Monday, October 22, 2007

Serious Pie and a Tomato Ambush

I had planned on ambushing the kids with carrot cake this weekend to finish off our tiny carrot challenge. The thing is, I'm not much of a baker (there are an awful lot of good bakeries in Seattle, so there's not much incentive. For me, anyway.), so I had planned on buying some.

I was at a bakery, I was about to ask for it, and I stared at the side of the cake. Something was wrong. It took me second to put my finger on it. And then I realized: there walnuts were affixed to the frosting. Like pernicious little nuggets of doom (we learned this spring that Curly and tree nuts are not really two things that go together, at least not without an Epi-pen and a panicked trip to the ER). After a little more open-mouthed staring (and considering, for about a millisecond, baking the thing myself), I abandoned the carrot cake ambush.

I had to regroup. I decided (after finally closing my mouth) that 1) my carrot challenge was over, 2) no baking was going to be done to introduce carrot cake (I'm in the middle of costume doctoring for Halloween, and it's making me regard all domestic pursuits with a somewhat embittered eye) and that 3) we were going to Serious Pie for dinner after Saturday's soccer games were done. Point 3 obviously had nothing to do with carrots, but as long as I was making decisions, I went ahead with that one. I checked the closing time of the Dahlia Bakery so that we could pick up dessert before walking into Serious Pie (they are conveniently around the corner from one another).
Serious Pie was popular with all of us. Curly ordered a pizza margherita (a nice rendition of one). My boy got the pizza topped with Yukon Gold potatoes, rosemary and a little parmesan (fantastic, and traditional Italian, although I think as a topped focaccia usually sold out of bakeries rather than pizzerie but... I can't say I care, since it doesn't really change the bottom line of deliciousness). I had the clam and pancetta pizza (which is essentially a variation on a quite good spicy clam and pancetta pasta sauce Tom Douglas has in one of his cookbooks), and really, I would get it again, and again. And again. I had an ice hockey game that night; I had planned on eating a third to a half of my pizza beforehand, and finishing the rest when I came home, so that I wouldn't be skating in a food coma. I ate it all. I skated around in a contented torpor of food coma-liciousness. It was so worth it. My husband got their special, which was a prosciutto and chanterelle pizza, and very good, but the clam pizza really rocked.

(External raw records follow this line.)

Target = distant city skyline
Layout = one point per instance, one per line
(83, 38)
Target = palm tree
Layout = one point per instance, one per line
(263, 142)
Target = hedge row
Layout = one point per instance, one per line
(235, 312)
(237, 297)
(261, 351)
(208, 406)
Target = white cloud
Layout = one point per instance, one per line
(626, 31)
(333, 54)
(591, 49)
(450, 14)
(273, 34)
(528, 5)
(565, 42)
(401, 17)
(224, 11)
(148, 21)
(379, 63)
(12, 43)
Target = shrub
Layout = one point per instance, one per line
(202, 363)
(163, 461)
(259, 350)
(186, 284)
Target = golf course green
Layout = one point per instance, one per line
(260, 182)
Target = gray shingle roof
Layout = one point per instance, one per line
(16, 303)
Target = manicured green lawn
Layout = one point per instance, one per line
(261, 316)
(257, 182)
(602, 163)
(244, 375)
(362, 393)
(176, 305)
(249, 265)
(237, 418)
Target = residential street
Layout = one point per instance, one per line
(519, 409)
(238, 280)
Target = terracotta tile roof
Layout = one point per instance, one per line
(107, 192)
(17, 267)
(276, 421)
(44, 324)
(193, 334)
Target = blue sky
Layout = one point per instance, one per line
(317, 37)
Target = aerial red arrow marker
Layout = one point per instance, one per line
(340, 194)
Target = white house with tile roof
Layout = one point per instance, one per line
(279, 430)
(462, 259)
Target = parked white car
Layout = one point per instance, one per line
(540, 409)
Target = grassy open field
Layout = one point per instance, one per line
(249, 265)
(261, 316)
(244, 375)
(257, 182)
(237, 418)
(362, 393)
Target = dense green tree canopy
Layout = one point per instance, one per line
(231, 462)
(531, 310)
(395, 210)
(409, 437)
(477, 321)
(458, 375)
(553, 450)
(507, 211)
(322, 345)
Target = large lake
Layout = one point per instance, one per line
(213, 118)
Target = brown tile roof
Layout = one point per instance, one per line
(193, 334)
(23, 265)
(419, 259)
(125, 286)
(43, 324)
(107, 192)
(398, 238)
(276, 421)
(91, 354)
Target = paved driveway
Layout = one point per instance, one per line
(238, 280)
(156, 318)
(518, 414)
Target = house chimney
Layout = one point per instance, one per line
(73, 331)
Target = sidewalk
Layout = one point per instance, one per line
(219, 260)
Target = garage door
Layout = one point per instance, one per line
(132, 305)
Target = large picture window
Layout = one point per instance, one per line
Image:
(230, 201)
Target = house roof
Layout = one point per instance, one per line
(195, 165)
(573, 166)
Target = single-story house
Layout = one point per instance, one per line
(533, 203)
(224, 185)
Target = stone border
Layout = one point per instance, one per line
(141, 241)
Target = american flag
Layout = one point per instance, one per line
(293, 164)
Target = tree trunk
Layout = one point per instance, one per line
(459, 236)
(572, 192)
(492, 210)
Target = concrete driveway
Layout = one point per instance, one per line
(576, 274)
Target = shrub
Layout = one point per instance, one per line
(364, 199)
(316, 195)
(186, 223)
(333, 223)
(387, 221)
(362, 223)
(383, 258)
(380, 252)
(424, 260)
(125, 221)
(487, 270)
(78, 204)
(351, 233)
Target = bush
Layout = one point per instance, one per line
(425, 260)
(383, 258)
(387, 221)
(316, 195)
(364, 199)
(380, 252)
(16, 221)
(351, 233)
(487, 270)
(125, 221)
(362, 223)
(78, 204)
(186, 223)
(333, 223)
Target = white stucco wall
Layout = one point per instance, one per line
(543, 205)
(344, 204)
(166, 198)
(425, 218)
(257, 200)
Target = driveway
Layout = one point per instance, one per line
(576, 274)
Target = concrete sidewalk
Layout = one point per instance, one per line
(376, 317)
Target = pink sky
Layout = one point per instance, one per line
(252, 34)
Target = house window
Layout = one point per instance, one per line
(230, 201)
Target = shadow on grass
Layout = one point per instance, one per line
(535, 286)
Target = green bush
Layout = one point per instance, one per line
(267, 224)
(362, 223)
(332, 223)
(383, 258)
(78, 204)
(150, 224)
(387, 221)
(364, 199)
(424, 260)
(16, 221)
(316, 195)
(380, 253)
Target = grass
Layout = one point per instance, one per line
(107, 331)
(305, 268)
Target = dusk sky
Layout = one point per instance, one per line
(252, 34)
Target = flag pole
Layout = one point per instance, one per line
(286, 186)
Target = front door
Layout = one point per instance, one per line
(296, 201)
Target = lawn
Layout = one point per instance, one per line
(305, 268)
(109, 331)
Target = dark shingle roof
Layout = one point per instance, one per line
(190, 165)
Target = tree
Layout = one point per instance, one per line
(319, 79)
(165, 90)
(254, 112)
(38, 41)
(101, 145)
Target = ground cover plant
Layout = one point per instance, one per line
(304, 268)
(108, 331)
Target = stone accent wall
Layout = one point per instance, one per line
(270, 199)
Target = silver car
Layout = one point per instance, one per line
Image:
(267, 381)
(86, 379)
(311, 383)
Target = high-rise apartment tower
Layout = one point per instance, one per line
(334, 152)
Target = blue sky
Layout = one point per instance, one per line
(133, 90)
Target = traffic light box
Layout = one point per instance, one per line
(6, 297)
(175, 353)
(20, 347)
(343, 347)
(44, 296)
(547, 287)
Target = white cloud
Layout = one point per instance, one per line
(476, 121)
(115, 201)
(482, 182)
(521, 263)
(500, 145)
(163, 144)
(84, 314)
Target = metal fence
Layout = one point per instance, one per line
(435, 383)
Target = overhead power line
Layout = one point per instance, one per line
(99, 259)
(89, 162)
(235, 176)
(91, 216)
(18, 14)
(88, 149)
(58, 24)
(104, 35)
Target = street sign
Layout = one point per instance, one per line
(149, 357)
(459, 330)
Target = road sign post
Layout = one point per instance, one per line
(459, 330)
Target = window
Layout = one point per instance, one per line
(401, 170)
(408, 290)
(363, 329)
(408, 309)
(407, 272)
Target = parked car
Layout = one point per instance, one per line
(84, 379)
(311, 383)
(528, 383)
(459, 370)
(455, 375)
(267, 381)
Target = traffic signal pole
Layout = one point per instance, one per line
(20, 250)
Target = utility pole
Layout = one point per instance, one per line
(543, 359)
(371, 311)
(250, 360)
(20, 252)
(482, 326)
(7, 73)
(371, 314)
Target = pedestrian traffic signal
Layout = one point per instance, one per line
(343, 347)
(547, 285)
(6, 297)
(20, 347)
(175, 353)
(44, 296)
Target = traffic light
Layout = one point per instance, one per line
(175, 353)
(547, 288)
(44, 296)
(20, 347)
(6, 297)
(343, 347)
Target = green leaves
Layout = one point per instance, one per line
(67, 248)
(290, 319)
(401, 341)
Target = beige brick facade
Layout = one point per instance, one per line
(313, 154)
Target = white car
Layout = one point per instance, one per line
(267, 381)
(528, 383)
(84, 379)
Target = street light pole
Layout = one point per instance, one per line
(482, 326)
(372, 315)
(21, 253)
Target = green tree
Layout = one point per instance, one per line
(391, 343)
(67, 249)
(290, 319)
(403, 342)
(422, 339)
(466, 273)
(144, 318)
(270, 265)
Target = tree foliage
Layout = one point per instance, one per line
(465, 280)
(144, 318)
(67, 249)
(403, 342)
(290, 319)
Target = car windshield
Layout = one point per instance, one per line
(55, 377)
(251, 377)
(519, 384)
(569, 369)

However, Serious Pie was not really a part of any vegetable campaign. You could argue that there's tomato sauce, but that was only on Curly's pizza margherita. It was delicious (if a little pricey for pizza, but it's more or less in line with Tutta Bella and Via Tribunali, Seattle's other pricey pizza joints). And somehow, it got me to thinking a little bit about a food the kids will eat in almost any guise: meatballs.
I realized that meatballs have led the kids to different foods. They are, if you will, a gateway food. They love meatballs (although I will say they are sticklers for meatball quality), and so they eat the stuff that surrounds the meatballs (well, some of it, anyway), and the stuff in the meatballs. They often help make meatballs (child labor is handy for repetitive tasks like meatball formation), so what's in them is rarely a surprise. I have not disguised anything in the meatballs using purees, a la Jessica Seinfeld (and apparently, Missy Chase Levine, who has a more or less identical book but with a lot less in the way of a publicity push). Anyway, I decided that it was time to try meatball soup. With a tomato-y broth.

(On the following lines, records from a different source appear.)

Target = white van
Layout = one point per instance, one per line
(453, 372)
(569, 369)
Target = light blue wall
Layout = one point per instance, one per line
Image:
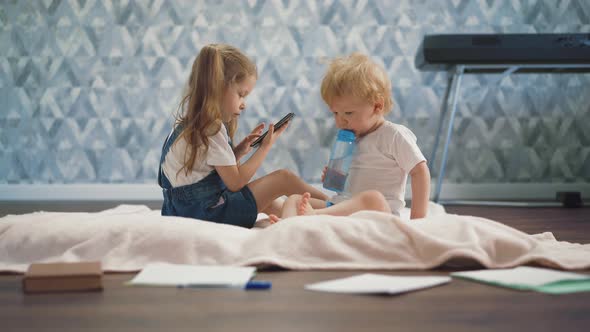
(87, 87)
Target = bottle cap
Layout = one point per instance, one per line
(346, 135)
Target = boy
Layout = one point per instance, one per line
(358, 93)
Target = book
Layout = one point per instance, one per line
(528, 278)
(193, 276)
(369, 283)
(63, 277)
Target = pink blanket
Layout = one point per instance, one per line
(128, 237)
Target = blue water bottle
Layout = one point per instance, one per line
(340, 160)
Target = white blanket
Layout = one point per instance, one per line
(128, 237)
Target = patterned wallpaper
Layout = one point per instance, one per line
(87, 87)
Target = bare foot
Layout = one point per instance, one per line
(304, 208)
(273, 218)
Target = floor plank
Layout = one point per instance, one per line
(458, 306)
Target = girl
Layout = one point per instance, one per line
(200, 173)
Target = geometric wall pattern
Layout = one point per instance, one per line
(87, 87)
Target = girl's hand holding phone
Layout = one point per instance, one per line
(244, 147)
(272, 136)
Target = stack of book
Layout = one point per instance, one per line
(63, 277)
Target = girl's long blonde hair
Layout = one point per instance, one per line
(216, 68)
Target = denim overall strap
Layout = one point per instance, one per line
(162, 179)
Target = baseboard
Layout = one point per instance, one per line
(148, 192)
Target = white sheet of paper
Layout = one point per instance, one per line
(369, 283)
(162, 274)
(522, 275)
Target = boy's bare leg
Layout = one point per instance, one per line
(278, 183)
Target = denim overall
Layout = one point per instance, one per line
(208, 199)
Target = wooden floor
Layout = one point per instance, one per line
(458, 306)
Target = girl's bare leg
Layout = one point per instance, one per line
(275, 207)
(298, 205)
(278, 183)
(367, 200)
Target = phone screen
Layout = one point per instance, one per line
(279, 124)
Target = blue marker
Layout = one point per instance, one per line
(258, 285)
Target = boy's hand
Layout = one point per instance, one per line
(244, 147)
(272, 136)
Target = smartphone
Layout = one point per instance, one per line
(279, 124)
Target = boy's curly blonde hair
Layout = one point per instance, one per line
(357, 75)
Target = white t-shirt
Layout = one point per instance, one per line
(220, 153)
(382, 161)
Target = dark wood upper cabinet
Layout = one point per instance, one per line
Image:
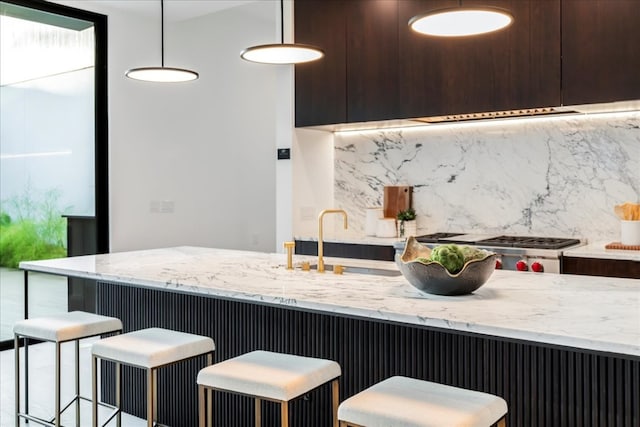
(600, 51)
(517, 67)
(372, 60)
(557, 52)
(320, 86)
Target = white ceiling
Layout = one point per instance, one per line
(174, 10)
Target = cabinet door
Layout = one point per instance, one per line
(372, 60)
(321, 85)
(600, 51)
(517, 67)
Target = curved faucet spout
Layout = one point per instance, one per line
(320, 232)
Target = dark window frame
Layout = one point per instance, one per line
(101, 125)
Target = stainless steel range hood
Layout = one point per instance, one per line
(565, 111)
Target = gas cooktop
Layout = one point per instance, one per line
(525, 242)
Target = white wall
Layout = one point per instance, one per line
(208, 146)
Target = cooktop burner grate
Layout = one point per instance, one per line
(528, 242)
(436, 237)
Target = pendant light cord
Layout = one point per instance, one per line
(281, 21)
(162, 33)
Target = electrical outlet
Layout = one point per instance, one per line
(284, 153)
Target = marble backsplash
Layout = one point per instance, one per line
(548, 177)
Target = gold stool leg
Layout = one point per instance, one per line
(155, 395)
(16, 351)
(150, 386)
(258, 418)
(210, 394)
(284, 414)
(57, 391)
(118, 394)
(94, 391)
(335, 397)
(77, 366)
(201, 403)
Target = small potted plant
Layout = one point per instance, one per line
(407, 225)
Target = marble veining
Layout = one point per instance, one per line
(594, 313)
(547, 177)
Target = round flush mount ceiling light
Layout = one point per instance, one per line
(162, 74)
(282, 53)
(459, 21)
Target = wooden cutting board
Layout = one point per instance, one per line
(396, 199)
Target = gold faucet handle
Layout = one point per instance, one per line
(289, 246)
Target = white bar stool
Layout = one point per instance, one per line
(59, 328)
(271, 376)
(148, 349)
(408, 402)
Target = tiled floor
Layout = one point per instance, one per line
(42, 379)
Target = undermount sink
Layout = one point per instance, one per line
(361, 270)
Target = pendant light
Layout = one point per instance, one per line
(161, 74)
(461, 21)
(282, 53)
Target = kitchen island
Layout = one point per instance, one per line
(561, 349)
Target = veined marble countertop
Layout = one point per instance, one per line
(597, 250)
(595, 313)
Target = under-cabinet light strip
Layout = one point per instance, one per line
(498, 121)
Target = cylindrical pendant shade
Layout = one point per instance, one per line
(457, 22)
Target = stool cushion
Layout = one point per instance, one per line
(153, 347)
(408, 402)
(67, 326)
(269, 375)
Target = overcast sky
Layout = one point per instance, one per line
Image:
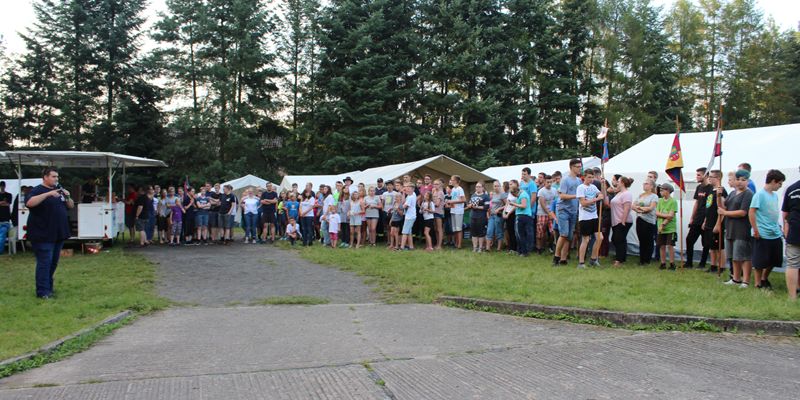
(17, 15)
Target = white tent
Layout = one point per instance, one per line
(315, 180)
(248, 181)
(766, 148)
(510, 172)
(439, 166)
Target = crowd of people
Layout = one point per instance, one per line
(739, 230)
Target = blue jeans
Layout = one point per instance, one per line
(250, 226)
(307, 230)
(47, 254)
(525, 230)
(495, 231)
(4, 228)
(323, 230)
(151, 226)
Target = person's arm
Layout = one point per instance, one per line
(39, 198)
(751, 215)
(785, 224)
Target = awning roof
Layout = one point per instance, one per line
(77, 159)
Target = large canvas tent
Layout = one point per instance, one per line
(439, 166)
(315, 180)
(248, 181)
(510, 172)
(766, 148)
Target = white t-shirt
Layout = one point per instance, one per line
(333, 223)
(329, 201)
(426, 215)
(589, 192)
(251, 205)
(411, 207)
(456, 194)
(307, 205)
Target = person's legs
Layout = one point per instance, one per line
(44, 257)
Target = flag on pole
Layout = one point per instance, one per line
(675, 162)
(717, 146)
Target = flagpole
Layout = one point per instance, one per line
(602, 180)
(680, 190)
(719, 245)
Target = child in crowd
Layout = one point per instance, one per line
(292, 232)
(588, 196)
(667, 232)
(427, 207)
(333, 225)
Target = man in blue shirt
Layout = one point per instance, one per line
(567, 211)
(48, 227)
(764, 214)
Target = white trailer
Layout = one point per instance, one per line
(101, 220)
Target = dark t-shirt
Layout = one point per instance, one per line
(47, 222)
(738, 228)
(479, 203)
(268, 208)
(190, 211)
(791, 205)
(147, 206)
(5, 211)
(711, 207)
(226, 201)
(216, 196)
(700, 195)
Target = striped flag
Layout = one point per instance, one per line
(675, 162)
(717, 152)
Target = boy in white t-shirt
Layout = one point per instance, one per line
(333, 224)
(292, 231)
(456, 204)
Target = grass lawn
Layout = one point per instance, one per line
(422, 276)
(89, 288)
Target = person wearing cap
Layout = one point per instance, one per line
(666, 225)
(5, 215)
(738, 242)
(791, 231)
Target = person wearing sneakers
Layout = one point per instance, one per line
(767, 235)
(791, 231)
(588, 196)
(738, 242)
(666, 210)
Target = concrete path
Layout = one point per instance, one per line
(367, 350)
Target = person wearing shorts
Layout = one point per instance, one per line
(588, 196)
(767, 235)
(410, 211)
(567, 211)
(712, 225)
(738, 242)
(791, 231)
(497, 204)
(666, 209)
(456, 204)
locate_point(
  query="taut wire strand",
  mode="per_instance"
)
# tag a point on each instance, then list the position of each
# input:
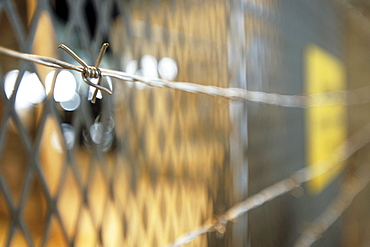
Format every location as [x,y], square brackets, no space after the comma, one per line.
[89,71]
[218,223]
[352,187]
[349,97]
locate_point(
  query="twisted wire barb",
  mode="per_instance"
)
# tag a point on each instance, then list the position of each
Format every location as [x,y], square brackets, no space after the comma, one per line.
[349,97]
[218,223]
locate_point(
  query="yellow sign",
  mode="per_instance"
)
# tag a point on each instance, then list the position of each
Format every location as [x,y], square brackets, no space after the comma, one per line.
[325,125]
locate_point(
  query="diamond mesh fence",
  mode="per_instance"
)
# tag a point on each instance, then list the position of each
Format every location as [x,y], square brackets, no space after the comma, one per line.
[145,165]
[135,169]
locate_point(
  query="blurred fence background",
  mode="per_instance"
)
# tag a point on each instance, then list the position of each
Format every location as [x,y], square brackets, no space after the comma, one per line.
[147,164]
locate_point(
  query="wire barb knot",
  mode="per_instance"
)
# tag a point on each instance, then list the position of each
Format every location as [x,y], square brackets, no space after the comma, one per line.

Curly saw that there were meatballs and began devouring hers. That there were meatballs in her dinner was all she needed to know. After a few moments, she noticed that there were diced tomatoes in there, but she'd already decided that the whole thing was good, so she continued eating happily. My boy? Finally had to be ordered to have a piece (singular) of tomato with a meatball. His eyes got big with anxiety. Wincing, he finally did it. And then his eyes opened back up, normally, and he said that it tasted fine. He even went so far as to say that he could imagine having a tomato and meatball pasta sauce. That he might even want that. And then he ate the rest.